Medical Apartheid: What You Never Learned in School February 12, 2007 Janis Wiley 18 out of 21 found this review helpful
Medical Apartheid is a must read for anyone interested in social justice issues. While Washington's work may be the catalyst for the long awaited national apology, the researched accounts of U.S. atrocities deserve and require far more. This book should become required reading in our educational institutions regardless of one's pursued field of study. The U.S. must tell the truth about its past and those it has ceremoniously honored and attempted to destroy. Harriet Washington has done just that.
Medical Aparheid March 14, 2007 Michael J. Carter (Asheville, NC United States) 17 out of 21 found this review helpful
The facts are disturbing but well documented. Ms. Washington's anaylsis is evenhanded, thorough, and scholarly. I am enjoying the book immensley.

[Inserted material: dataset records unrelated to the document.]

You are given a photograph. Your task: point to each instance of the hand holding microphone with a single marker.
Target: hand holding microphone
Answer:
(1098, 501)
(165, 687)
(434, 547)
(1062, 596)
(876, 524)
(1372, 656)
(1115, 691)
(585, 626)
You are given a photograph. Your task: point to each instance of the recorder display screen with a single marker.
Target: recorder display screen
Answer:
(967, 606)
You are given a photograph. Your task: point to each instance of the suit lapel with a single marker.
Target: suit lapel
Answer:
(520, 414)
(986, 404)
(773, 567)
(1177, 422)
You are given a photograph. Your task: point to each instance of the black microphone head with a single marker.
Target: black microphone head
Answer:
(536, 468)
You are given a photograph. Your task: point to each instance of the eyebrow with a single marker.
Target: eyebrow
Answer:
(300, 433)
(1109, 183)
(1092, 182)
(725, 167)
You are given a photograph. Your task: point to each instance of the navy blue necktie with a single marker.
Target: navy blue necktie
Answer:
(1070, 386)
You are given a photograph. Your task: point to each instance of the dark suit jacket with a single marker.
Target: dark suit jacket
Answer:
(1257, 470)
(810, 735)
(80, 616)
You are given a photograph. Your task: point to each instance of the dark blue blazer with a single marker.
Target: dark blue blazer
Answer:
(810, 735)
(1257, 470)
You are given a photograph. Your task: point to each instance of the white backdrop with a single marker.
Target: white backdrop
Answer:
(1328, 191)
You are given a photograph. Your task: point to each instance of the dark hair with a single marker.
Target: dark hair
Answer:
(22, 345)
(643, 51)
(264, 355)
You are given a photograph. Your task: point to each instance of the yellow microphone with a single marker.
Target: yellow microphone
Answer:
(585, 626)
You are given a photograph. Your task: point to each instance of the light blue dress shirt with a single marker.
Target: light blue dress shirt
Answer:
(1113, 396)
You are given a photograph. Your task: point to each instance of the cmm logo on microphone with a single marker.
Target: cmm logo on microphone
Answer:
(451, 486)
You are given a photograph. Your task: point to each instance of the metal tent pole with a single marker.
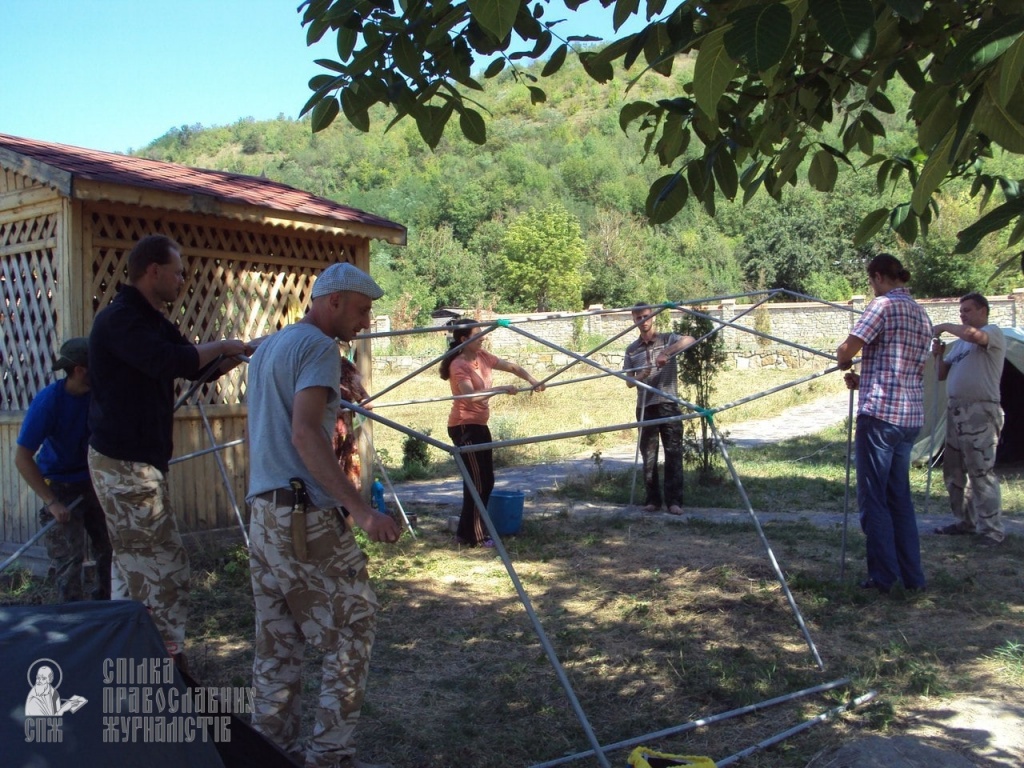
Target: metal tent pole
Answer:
(828, 714)
(846, 496)
(223, 475)
(524, 599)
(694, 724)
(36, 537)
(764, 540)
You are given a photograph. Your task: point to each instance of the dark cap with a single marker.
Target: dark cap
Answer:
(73, 352)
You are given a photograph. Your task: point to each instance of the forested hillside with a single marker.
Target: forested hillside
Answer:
(548, 214)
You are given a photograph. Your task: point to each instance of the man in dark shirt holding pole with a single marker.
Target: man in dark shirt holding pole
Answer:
(135, 354)
(651, 360)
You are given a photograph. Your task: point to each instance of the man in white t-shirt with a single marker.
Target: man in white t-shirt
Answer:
(972, 368)
(309, 577)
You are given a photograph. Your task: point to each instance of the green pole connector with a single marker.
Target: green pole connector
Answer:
(706, 413)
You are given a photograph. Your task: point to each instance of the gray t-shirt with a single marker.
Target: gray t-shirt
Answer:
(296, 357)
(975, 371)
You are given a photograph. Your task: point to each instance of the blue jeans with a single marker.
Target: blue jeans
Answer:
(671, 435)
(887, 516)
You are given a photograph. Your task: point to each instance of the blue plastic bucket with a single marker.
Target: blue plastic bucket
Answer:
(505, 508)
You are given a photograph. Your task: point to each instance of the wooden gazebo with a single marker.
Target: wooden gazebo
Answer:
(252, 247)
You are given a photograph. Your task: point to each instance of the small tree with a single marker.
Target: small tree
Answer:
(697, 368)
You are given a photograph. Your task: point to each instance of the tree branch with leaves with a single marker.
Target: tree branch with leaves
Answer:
(768, 77)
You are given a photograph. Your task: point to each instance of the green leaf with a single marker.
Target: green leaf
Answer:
(554, 64)
(624, 9)
(823, 171)
(870, 225)
(495, 68)
(979, 48)
(667, 198)
(1017, 233)
(932, 174)
(881, 102)
(872, 124)
(911, 10)
(702, 183)
(904, 222)
(346, 42)
(712, 73)
(993, 120)
(325, 113)
(473, 126)
(725, 173)
(431, 121)
(497, 16)
(847, 26)
(992, 221)
(1011, 72)
(759, 35)
(354, 110)
(407, 57)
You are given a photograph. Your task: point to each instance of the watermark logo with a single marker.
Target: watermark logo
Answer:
(43, 707)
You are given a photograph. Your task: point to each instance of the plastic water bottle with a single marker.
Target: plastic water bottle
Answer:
(377, 496)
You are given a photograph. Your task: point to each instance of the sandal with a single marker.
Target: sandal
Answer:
(953, 528)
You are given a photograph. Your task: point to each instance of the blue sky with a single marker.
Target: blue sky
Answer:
(115, 75)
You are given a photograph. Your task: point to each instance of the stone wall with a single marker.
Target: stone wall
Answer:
(811, 326)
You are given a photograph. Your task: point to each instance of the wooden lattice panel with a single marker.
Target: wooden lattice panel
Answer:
(240, 282)
(29, 287)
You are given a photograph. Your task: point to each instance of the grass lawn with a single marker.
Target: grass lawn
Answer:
(656, 622)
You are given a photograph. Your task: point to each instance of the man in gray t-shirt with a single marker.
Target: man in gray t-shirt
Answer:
(308, 573)
(972, 368)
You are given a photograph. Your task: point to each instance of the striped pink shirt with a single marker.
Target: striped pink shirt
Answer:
(897, 334)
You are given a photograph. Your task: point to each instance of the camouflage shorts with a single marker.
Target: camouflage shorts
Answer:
(325, 599)
(150, 561)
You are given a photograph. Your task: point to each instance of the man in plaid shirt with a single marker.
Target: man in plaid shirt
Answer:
(894, 335)
(651, 360)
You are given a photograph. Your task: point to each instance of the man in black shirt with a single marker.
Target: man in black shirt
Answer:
(135, 353)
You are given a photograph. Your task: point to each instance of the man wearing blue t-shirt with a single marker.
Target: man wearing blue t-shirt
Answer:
(51, 457)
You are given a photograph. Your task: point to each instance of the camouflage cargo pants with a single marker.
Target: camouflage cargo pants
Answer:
(66, 542)
(150, 561)
(326, 600)
(969, 466)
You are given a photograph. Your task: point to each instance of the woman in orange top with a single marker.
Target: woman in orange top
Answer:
(468, 372)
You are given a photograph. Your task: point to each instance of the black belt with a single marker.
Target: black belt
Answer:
(281, 497)
(286, 498)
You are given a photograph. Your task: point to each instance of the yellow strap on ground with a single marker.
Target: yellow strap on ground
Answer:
(643, 757)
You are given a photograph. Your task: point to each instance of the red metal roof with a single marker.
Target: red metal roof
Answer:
(126, 170)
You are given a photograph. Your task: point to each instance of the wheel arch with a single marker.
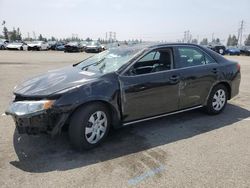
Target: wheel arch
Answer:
(114, 113)
(224, 83)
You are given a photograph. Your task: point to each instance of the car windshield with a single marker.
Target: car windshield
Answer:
(109, 60)
(35, 42)
(93, 43)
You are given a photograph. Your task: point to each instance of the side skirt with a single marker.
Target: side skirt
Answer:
(159, 116)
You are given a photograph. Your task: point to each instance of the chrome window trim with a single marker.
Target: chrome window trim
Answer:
(174, 63)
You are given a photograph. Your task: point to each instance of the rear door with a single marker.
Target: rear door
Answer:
(198, 73)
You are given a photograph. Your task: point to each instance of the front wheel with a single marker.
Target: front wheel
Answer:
(217, 100)
(89, 126)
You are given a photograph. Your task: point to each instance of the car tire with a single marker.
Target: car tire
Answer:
(221, 51)
(89, 125)
(217, 100)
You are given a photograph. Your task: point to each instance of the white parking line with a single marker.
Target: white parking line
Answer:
(246, 119)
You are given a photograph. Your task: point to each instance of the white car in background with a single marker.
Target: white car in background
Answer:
(17, 46)
(3, 44)
(38, 45)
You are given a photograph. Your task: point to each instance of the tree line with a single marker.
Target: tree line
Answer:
(231, 41)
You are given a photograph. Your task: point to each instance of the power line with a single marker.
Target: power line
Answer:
(240, 32)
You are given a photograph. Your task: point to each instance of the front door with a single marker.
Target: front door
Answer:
(150, 87)
(198, 72)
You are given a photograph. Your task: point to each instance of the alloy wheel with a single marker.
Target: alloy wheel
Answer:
(219, 100)
(96, 128)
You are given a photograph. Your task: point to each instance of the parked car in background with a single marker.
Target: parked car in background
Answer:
(94, 46)
(3, 44)
(219, 48)
(73, 47)
(60, 47)
(122, 86)
(245, 50)
(52, 45)
(232, 50)
(112, 45)
(38, 45)
(17, 46)
(84, 44)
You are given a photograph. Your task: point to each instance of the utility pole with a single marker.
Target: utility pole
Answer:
(240, 32)
(114, 36)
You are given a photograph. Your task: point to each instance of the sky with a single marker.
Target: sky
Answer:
(150, 20)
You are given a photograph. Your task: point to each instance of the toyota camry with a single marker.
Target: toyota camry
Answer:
(122, 86)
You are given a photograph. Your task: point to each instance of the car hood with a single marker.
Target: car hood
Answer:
(92, 46)
(55, 81)
(33, 45)
(14, 45)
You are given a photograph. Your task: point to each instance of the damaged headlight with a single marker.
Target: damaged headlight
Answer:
(27, 107)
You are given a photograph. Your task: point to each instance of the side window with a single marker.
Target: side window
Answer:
(155, 61)
(189, 57)
(150, 56)
(209, 60)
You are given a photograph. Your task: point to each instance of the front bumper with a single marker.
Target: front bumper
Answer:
(93, 50)
(46, 121)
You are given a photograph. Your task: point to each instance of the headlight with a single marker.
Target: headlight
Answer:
(28, 107)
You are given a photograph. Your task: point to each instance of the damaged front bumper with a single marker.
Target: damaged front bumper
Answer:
(48, 121)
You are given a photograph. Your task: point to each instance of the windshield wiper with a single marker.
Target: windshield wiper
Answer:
(95, 64)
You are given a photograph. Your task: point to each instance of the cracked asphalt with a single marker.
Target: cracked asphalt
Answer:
(190, 149)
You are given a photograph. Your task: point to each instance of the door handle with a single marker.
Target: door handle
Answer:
(215, 70)
(174, 78)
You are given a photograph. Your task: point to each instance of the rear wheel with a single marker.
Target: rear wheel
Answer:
(89, 126)
(217, 100)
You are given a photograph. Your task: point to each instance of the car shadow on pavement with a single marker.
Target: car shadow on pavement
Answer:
(39, 154)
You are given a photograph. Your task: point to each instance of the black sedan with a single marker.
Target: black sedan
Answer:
(122, 86)
(94, 47)
(74, 47)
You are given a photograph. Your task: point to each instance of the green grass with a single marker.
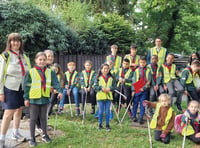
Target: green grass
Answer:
(78, 135)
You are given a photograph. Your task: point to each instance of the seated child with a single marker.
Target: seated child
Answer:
(163, 118)
(193, 128)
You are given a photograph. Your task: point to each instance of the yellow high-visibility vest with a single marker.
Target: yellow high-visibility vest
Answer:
(117, 63)
(86, 77)
(161, 55)
(36, 92)
(102, 95)
(126, 76)
(153, 123)
(167, 76)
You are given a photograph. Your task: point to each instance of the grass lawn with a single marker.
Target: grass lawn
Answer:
(78, 135)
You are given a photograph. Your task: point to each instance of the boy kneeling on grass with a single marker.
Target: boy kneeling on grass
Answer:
(193, 118)
(163, 118)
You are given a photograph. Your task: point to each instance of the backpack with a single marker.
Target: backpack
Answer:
(177, 123)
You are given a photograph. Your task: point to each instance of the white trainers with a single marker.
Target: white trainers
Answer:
(18, 137)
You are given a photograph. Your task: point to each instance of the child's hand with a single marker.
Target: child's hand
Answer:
(2, 98)
(60, 95)
(26, 103)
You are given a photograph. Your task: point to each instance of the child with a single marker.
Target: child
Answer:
(71, 84)
(61, 80)
(124, 79)
(38, 82)
(87, 81)
(142, 76)
(187, 79)
(163, 118)
(133, 58)
(104, 85)
(170, 82)
(192, 117)
(114, 58)
(156, 83)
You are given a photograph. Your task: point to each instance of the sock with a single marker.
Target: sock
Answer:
(2, 137)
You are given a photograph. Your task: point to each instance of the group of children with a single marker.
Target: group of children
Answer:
(134, 79)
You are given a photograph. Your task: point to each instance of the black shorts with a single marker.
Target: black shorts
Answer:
(13, 99)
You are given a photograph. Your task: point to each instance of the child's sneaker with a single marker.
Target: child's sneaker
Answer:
(111, 115)
(100, 127)
(32, 143)
(18, 137)
(60, 111)
(108, 128)
(46, 139)
(96, 115)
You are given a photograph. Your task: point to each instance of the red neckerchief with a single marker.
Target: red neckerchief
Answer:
(105, 78)
(154, 71)
(169, 67)
(113, 58)
(70, 78)
(20, 61)
(88, 75)
(142, 75)
(43, 86)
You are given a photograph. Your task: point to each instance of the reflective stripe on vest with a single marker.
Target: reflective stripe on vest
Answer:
(126, 76)
(102, 95)
(167, 76)
(190, 129)
(117, 62)
(36, 92)
(7, 59)
(130, 59)
(86, 77)
(67, 73)
(153, 123)
(161, 55)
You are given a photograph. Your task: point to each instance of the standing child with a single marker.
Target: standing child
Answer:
(114, 58)
(170, 82)
(71, 84)
(133, 58)
(54, 94)
(104, 85)
(38, 82)
(156, 83)
(141, 78)
(87, 81)
(187, 79)
(193, 119)
(124, 79)
(163, 118)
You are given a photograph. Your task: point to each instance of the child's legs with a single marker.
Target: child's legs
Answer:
(62, 101)
(83, 98)
(34, 113)
(194, 139)
(101, 110)
(135, 105)
(157, 134)
(43, 118)
(142, 98)
(75, 93)
(180, 91)
(107, 111)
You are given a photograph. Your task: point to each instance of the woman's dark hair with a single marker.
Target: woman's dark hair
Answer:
(100, 73)
(190, 59)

How can people still have this kind of hatred? January 11, 2008 M. Johns 5 out of 5 found this review helpful
This is a book not just for blacks so as to be aware of what the medical field may still do to you at any given time, but for everyone that may visit a physician, surgeon and so on. We must remember that they are not gods, but doctors in practice, they don't know everything. We know our own bodies better than they do and if one isn't ready to listen then we must find ones that will. A pill doesn't make it go away, nor does ignoring the patient or worse yet, because of the color, class, race or religion they have mutilated, purposely given people diseases (HIV, Syphilis, Gonorrhea and so on). When I read this book I was disgusted with the medical field and thus made me do more research before I take any medication, surgery and so on. It makes you wonder what goes through their minds while you are completely under and can do whatever they please, this is not to say that there are not good doctors out here. We will have to just be cautious and do more research.